8. Juízes classistas temporários da Justiça do Trabalho e juízes da Justiça Eleitoral nomeados na forma do art. 119, II, e art. 120, §1º, III, da CF/88
A CF/88, na sua redação originária, numerava a Junta de Conciliação e Julgamento entre os órgãos da Justiça do Trabalho (art. 111, III), composta de um juiz do trabalho, magistrado de carreira que a presidia, e dois juizes classistas temporários, representantes dos empregados e dos empregadores (art. 116). Também havia representantes classistas nos Tribunais Regionais do Trabalho (art. 115, III) e no Tribunal Superior do Trabalho (art. 11, §1º, II). O mandato dos representantes classistas, em todas as instâncias, era de 3 anos (art. 117). A EC 24/99 extinguiu os representantes classistas temporários em todas as instâncias da Justiça do Trabalho, bem assim as Juntas de Conciliação e Julgamento, estabelecendo no lugar destas as Varas do Trabalho, cuja jurisdição passou a ser exercida por um juiz do trabalho singular .
Em relação à Justiça Eleitoral, cumpre referir que não possui um quadro próprio de magistrados, valendo-se de juízes provenientes de diversas carreiras da magistratura, bem como de diferentes graus hierárquicos: Ministros do STF e do STJ, desembargadores dos Tribunais de Justiça e Juízes estaduais e federais, bem assim advogados, que são investidos na judicatura eleitoral por dois anos, podendo haver recondução consecutiva somente para mais outro biênio. Daí não se extrai a ilação de que a Justiça eleitoral funcione periodicamente: antes e pelo contrário, funciona de modo permanente (como as demais Justiças), tanto no período de eleições como nas épocas intermédias.
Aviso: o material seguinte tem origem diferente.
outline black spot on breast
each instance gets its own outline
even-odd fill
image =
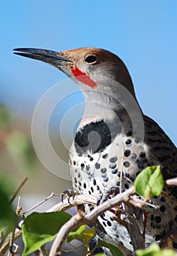
[[[129,131],[127,134],[126,136],[129,137],[129,136],[132,136],[132,131]]]
[[[108,154],[104,154],[102,157],[105,159],[108,157]]]
[[[75,138],[76,151],[79,155],[88,151],[92,153],[102,152],[121,130],[121,125],[118,125],[115,121],[105,123],[102,120],[88,124],[76,133]]]
[[[130,145],[132,143],[132,140],[130,140],[130,139],[127,140],[125,143],[126,143],[126,145]]]
[[[100,165],[98,162],[96,162],[94,166],[95,166],[96,169],[99,169],[100,168]]]
[[[126,157],[128,157],[130,154],[131,154],[130,150],[127,149],[127,150],[124,151],[124,156],[125,156]]]
[[[117,161],[118,158],[117,157],[113,157],[110,159],[110,162],[116,162]]]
A Lei 6.903/81 dispôs sobre uma aposentadoria especial para os juízes classistas da Justiça do Trabalho, bem assim para os advogados que atuavam como juízes na Justiça Eleitoral, enfim, para aqueles que atuavam temporariamente nas Justiças Trabalhista e Eleitoral, sem serem magistrados de carreira (art. 1º), vinculando-os ao mesmo regime previdenciário dos servidores públicos civis da União. A aposentadoria podia ser por invalidez, compulsória, aos 70 anos de idade, e voluntária, após 30 anos de serviço, computado o tempo de atividade remunerada abrangida pelo RGPS, com proventos integrais ou proporcionais (arts. 2º e 3º).
A Lei 9.528/97 revogou a Lei 6.903/81, determinando que magistrados classistas temporários da Justiça do Trabalho e os magistrados da Justiça Eleitoral nomeados na forma do art. 119, II, e art. 120, §1º, III, CF/88, permanecessem abrangidos pelo regime jurídico a que pertenciam antes do exercício da judicatura, mantida a referida vinculação previdenciária durante o exercício do mandato (arts. 5o e 15). Outrossim, o aposentado de qualquer regime previdenciário que exercer a magistratura nos termos deste artigo vincula-se, obrigatoriamente, ao Regime Geral de Previdência Social - RGPS (art. 5º, §1º).